No JK Iguatemi, um homem foi abordado e lhe foi pedido que mostrasse sua identidade de funcionário. "Isso é um absurdo, eu trabalho aqui", ele disse furioso. Ele defendeu o rolezinho: "As pessoas da periferia realmente precisam começar a invadir todos os lugares". Eu ouvi alguém dizer sarcasticamente: "Veja, ele está usando um boné! Prendam ele!"
No final, o rolezinho no JK Iguatemi nunca aconteceu –ele revelou-se um trote. O rolezinho real aconteceu a 25 quilômetros de distância, no mesmo shopping onde tudo começou, o Metrô Itaquera, no coração da periferia. Pouco a pouco, cerca de 3.000 jovens encheram os corredores, superando em número os seguranças e policiais. Alguns foram detidos e revistados, mas os policiais não encontraram nada ilegal. Eu fui ao Metrô Itaquera à tarde e não testemunhei nenhum ato de violência ou roubo por parte dos adolescentes.
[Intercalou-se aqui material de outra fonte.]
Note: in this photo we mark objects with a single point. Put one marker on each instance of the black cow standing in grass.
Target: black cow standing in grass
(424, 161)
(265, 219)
Havia apenas uma crescente tensão entre a polícia e os participantes, que foram ficando cada vez mais encurralados dentro do prédio, à medida que as lojas fechavam e as escadas rolantes eram desligadas.
A certa altura, um policial passou por mim dizendo: "Eu vou bater em todos vocês". E depois chutou um garoto aparentemente sem motivo nenhum. Quando eu o abordei e perguntei seu nome, dizendo que vi o que ele fez, ele prontamente arrancou sua identificação. Ele disse que eu deveria estar escrevendo sobre "pessoas importantes".
Outro policial disse para uma repórter que era melhor ela manter distância da polícia se não quisesse "tomar pedrada". Posteriormente, a polícia lançou bombas de efeito moral para dispersar a multidão no estacionamento do shopping.
Pelo menos seis shoppings obtiveram liminares na Justiça contra os rolezinhos, e a maior parte do público é a favor de uma ação drástica por parte da polícia. Alguns dizem que esses adolescentes são moradores de favela que deveriam estar procurando emprego e parar de ficar assustando pessoas decentes. Eles são vistos como criminosos e tratados como tal –daí a pressa em se identificar (ou o primo) como jogador de futebol do Bragantino, como se essa fosse a única forma de serem vistos como cidadãos reais.
A certa altura, eu vi um bando de jovens detidos e revistados no estacionamento. Eles agiam como se estivessem acostumados a isso e estavam sem expressão, até mesmo entorpecidos. "Podemos ir agora, senhor? Estamos liberados?", um deles perguntou. Eu certamente não seria tão educada.
(Vanessa Barbara, escritora, edita o site literário "A Hortaliça" e é colunista do jornal "Folha de São Paulo".)